MAY 17 Blogger Tom Aswell continues delivering bombshells about the state education department and Gov. Jindal's education "reform" efforts. In this post, he reports that students in the Shreveport area have been signed up for a charter school without their knowledge or consent. Most interesting to Aswell is how this Texas-based charter (with ties to GOP types) got the personal student information it has, if the students didn't give it.
MAY 17 This post by JR Ball in the Baton Rouge Business Report is an interesting tongue-in-cheek look at recent Baton Rouge economic development efforts. Among the items he examines is the idea that gaining a Costco makes BR a "world-class city." (Really? All you need is a different brand of Sam's? MK!) This effort, and other recent ones, are all built on the taxpayer's back, with tax zones, tax incentives and tax rebates, Ball writes.

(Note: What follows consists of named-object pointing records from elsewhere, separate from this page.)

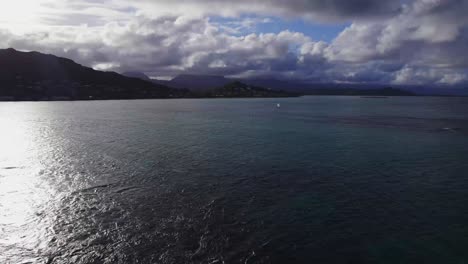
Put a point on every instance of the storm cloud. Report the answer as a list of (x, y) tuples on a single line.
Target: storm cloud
[(402, 42)]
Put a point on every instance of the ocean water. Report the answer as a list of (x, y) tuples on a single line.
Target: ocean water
[(319, 180)]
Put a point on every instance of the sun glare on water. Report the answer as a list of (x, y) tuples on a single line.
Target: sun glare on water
[(19, 12)]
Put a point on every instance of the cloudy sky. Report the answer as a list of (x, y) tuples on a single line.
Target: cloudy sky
[(421, 42)]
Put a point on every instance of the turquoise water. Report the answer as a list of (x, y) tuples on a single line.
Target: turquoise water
[(319, 180)]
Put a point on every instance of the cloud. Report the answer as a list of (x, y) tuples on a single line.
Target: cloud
[(407, 42)]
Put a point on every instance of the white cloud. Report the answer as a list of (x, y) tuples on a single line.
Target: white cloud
[(420, 42)]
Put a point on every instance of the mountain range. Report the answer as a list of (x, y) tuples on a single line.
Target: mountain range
[(37, 76)]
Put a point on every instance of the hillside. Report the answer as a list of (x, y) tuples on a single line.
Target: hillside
[(239, 89), (37, 76)]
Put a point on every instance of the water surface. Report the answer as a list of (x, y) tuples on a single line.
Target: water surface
[(319, 180)]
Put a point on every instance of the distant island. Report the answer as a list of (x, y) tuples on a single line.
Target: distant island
[(34, 76)]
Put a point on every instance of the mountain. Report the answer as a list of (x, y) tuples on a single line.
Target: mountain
[(138, 75), (239, 89), (37, 76), (198, 82)]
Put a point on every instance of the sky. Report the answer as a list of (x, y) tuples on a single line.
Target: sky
[(407, 42)]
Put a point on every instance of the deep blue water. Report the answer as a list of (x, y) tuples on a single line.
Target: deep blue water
[(319, 180)]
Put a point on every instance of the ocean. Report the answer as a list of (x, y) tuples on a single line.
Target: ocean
[(318, 180)]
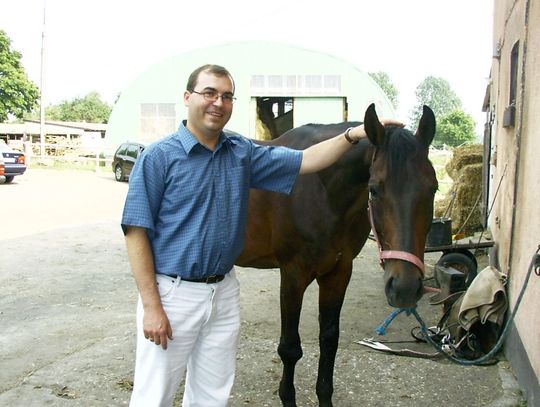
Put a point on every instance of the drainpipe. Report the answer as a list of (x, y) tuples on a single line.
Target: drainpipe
[(519, 135)]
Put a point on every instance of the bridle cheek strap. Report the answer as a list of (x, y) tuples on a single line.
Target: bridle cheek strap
[(393, 254)]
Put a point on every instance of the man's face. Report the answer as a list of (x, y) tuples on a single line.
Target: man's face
[(207, 116)]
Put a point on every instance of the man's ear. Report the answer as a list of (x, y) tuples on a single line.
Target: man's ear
[(187, 94)]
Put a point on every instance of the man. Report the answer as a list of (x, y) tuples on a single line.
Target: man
[(184, 222)]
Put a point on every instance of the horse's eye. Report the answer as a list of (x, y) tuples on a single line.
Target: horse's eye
[(374, 191)]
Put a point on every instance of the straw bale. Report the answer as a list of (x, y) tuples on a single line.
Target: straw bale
[(465, 169), (464, 156)]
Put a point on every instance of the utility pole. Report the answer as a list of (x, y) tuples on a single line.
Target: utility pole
[(42, 91)]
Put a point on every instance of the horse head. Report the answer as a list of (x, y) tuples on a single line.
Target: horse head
[(402, 188)]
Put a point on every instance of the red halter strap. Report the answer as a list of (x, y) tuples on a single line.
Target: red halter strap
[(393, 254)]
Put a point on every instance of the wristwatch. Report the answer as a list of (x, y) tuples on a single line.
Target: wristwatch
[(348, 138)]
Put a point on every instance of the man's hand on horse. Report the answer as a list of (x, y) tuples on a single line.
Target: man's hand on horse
[(358, 132)]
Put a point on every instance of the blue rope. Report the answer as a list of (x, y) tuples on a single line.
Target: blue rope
[(381, 329)]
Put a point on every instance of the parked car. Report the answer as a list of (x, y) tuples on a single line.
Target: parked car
[(14, 162), (124, 159), (2, 171)]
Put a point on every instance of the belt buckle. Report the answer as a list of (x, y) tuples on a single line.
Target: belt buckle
[(212, 279)]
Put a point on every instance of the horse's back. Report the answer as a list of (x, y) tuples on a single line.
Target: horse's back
[(282, 227)]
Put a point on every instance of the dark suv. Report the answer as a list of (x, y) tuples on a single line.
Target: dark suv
[(124, 159)]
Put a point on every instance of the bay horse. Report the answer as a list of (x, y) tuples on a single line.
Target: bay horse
[(317, 231)]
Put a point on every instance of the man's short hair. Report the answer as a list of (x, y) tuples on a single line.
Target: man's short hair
[(217, 70)]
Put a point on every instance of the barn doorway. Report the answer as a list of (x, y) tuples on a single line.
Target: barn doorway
[(274, 116), (277, 114)]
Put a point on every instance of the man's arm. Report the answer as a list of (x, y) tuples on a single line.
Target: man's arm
[(322, 155), (156, 324)]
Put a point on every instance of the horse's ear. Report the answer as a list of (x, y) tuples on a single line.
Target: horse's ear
[(426, 127), (373, 127)]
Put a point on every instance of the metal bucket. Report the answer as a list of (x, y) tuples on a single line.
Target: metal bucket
[(440, 233)]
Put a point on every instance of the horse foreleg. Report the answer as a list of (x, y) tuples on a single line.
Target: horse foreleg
[(290, 349), (332, 287)]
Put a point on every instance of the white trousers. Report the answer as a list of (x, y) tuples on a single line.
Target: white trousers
[(205, 322)]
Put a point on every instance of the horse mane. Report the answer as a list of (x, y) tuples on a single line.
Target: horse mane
[(401, 148)]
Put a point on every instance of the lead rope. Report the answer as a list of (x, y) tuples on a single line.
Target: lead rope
[(483, 360)]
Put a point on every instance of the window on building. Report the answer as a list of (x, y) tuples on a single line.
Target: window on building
[(157, 120), (509, 117), (513, 73)]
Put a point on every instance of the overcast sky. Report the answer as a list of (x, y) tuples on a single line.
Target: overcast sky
[(103, 45)]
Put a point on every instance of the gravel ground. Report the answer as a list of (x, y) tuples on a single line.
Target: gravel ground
[(68, 303)]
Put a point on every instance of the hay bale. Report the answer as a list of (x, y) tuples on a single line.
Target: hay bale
[(465, 169), (464, 156)]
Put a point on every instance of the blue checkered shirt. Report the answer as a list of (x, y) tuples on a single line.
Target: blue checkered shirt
[(193, 201)]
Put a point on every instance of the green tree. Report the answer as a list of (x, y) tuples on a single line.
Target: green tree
[(383, 80), (437, 94), (18, 94), (454, 129), (90, 109)]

MAY 17 Blogger CB Forgotston is critical of the legislature's reliance on a revenue-estimating committee's decision to include projected tax amnesty income in this year's forecast. That's a problem, CB posts, because the deadline for these people to pay their taxes is June 30, 2014. So when do you think these people who haven't paid taxes in years are going to pay their taxes? Surely not before June 30, and that means the money won't be there for this year's budget, he argues.

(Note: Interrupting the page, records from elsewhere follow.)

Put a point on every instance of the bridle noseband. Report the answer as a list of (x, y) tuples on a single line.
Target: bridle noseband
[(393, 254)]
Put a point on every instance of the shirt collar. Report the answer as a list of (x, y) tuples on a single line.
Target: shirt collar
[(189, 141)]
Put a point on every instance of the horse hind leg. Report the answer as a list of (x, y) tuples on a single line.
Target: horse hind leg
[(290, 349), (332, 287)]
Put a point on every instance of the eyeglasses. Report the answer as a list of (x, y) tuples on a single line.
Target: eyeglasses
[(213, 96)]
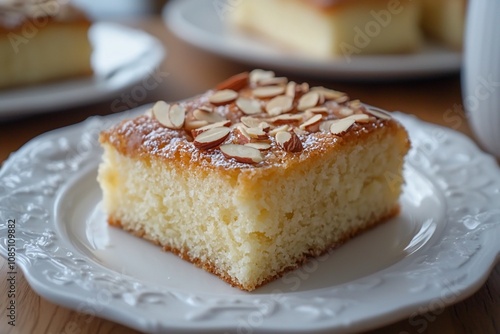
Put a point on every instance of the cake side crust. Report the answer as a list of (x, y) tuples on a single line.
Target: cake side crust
[(210, 267)]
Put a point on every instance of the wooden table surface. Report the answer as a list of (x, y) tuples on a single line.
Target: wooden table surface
[(187, 71)]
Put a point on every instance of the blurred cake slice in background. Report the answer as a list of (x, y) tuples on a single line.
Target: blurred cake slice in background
[(333, 27), (444, 21), (42, 41)]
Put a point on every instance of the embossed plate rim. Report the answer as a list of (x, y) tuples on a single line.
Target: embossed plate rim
[(445, 272)]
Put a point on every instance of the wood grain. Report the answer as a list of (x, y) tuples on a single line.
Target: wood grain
[(191, 71)]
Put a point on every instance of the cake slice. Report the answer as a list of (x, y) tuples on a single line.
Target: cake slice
[(252, 178), (444, 21), (41, 42), (332, 27)]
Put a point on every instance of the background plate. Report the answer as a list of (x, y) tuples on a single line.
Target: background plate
[(439, 250), (122, 57), (202, 23)]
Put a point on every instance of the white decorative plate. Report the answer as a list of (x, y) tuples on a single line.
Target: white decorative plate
[(122, 57), (202, 23), (438, 251)]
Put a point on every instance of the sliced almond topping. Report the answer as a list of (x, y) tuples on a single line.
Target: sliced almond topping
[(274, 131), (299, 131), (279, 105), (258, 75), (329, 94), (307, 101), (242, 153), (325, 126), (223, 97), (196, 132), (287, 119), (248, 106), (206, 108), (160, 112), (273, 81), (318, 110), (264, 126), (341, 125), (250, 121), (304, 87), (194, 124), (312, 124), (241, 135), (236, 82), (268, 91), (261, 146), (359, 118), (211, 138), (288, 141), (379, 114), (177, 115), (257, 133), (290, 89), (210, 117)]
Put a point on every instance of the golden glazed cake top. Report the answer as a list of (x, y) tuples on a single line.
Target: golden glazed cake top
[(250, 120), (15, 13)]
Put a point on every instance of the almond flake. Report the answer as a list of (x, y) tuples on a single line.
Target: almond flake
[(250, 121), (177, 115), (241, 135), (287, 119), (318, 110), (268, 91), (264, 126), (325, 126), (196, 132), (273, 81), (206, 108), (312, 124), (242, 153), (210, 117), (194, 124), (248, 106), (160, 112), (341, 125), (359, 118), (274, 131), (288, 141), (257, 133), (258, 75), (211, 138), (329, 94), (379, 114), (223, 97), (236, 82), (261, 146), (279, 105), (307, 101)]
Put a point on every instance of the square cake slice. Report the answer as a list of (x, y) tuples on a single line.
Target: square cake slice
[(327, 28), (42, 41), (252, 178)]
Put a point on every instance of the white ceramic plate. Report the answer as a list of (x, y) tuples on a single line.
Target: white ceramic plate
[(201, 23), (438, 251), (122, 57)]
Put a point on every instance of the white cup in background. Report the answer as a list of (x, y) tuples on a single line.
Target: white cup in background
[(481, 72)]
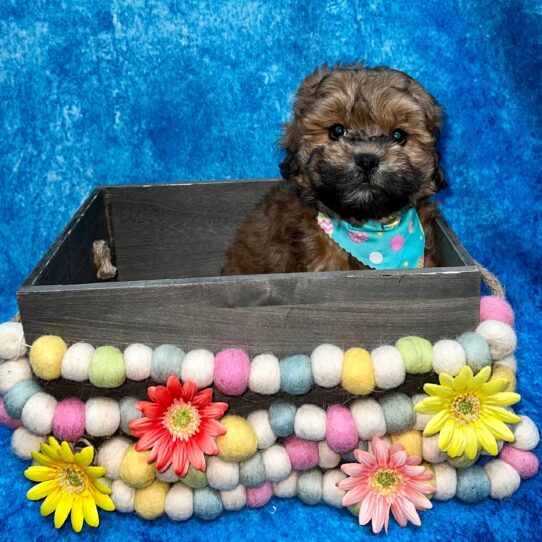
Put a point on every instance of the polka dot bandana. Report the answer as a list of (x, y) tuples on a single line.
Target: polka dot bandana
[(398, 243)]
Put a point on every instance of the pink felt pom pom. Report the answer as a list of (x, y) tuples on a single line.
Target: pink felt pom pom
[(525, 463), (259, 496), (495, 308), (69, 420), (232, 368), (303, 454), (6, 419), (341, 432)]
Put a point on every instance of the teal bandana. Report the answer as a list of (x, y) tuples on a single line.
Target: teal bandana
[(397, 244)]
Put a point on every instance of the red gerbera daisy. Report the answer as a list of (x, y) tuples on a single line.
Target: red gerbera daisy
[(179, 425)]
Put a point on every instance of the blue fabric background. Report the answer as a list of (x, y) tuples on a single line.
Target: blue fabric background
[(99, 92)]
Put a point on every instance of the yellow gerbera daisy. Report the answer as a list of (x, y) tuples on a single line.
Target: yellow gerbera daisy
[(69, 484), (468, 412)]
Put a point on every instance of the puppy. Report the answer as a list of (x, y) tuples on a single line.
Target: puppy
[(361, 160)]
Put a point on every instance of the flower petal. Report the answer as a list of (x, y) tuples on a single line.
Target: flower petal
[(40, 474), (486, 438), (189, 390), (458, 443), (366, 510), (48, 506), (85, 456), (480, 379), (41, 490), (380, 451), (430, 405), (436, 423), (90, 511), (77, 514), (505, 398), (63, 509)]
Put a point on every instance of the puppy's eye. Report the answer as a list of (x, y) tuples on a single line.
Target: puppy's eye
[(337, 131), (399, 136)]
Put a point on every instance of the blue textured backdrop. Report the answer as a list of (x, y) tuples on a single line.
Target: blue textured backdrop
[(99, 92)]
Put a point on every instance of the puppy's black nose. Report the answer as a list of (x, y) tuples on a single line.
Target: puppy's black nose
[(366, 162)]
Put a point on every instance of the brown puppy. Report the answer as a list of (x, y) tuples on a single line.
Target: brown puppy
[(361, 146)]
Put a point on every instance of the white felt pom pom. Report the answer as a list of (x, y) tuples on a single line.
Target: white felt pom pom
[(198, 365), (388, 367), (310, 423), (123, 496), (504, 480), (286, 488), (421, 419), (526, 434), (276, 462), (500, 337), (445, 481), (110, 456), (332, 495), (259, 421), (448, 357), (167, 476), (510, 362), (138, 362), (431, 451), (38, 412), (23, 443), (76, 361), (327, 458), (234, 499), (222, 475), (179, 504), (13, 372), (102, 416), (264, 376), (327, 365), (369, 418), (11, 340)]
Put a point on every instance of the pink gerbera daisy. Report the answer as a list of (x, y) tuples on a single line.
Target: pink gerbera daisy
[(179, 425), (386, 479)]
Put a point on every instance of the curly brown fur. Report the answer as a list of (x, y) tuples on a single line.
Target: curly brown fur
[(281, 234)]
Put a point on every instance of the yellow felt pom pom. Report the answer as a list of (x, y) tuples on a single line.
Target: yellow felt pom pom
[(46, 356), (501, 371), (411, 441), (150, 501), (239, 443), (134, 469), (358, 376)]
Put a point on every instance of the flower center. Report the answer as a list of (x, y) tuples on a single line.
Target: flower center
[(72, 479), (386, 481), (182, 420), (465, 409)]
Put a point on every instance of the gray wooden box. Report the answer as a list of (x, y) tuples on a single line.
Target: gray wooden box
[(169, 241)]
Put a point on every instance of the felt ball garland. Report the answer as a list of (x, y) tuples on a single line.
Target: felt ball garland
[(290, 449)]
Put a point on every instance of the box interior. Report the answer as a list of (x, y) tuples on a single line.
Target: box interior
[(169, 231)]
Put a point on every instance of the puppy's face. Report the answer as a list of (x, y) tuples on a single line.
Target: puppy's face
[(362, 142)]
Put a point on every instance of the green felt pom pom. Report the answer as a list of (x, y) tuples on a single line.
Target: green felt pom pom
[(106, 369), (417, 354)]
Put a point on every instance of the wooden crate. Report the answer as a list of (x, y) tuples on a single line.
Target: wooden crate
[(169, 243)]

MAY 17 Here's an interesting blog out of California by a Hollywood writer, attorney and academic named Brian Alan Lane. He blogs about higher ed, and was a whistle-blower in a scandal over false credentials. In this post, he takes aim at LSU's new top dog, King Alexander. It's convoluted and a little confusing, but it sure makes Alexander a lot more interesting than he was yesterday.
MAY 17 Blogger Robert Mann writes about the LSU Board's refusal to allow Dr. Fred Cerise to testify before the legislature about Gov. Jindal's plan to close down all the state's charity hospitals and dump the poor on the private system. It's hard to imagine anyone more qualified than Cerise to testify about that, so why would anyone try to prevent him doing so? Mann thinks it is because the powers that be aren't interested in hearing any truth about the plan.
MAY 17 This post on the Louisiana Sinkhole Bugle, a blog that notes developments in the Bayou Corne and Jefferson Island salt domes, talks about a proposed expansion of the salt dome storage under Lake Peigneur in Iberia Parish. Residents are working against it for several reasons, including two biggies: the sinkhole disaster in Bayou Corne and the continuing, unexplained bubbling on the surface of the Lake.
MAY 17 NOLA police arrested more people Thursday accused of either being involved in the Mother's Day shooting or hiding the suspect afterward, this Gambit story reports. The NOLA police chief said he suspects the whole thing was gang-related and throws out a challenge to the gangs: he's got informants now, he says, and he knows a lot more than the gangs want him to know. The people who live in the neighborhoods terrorized by gangs are ready to talk, he says.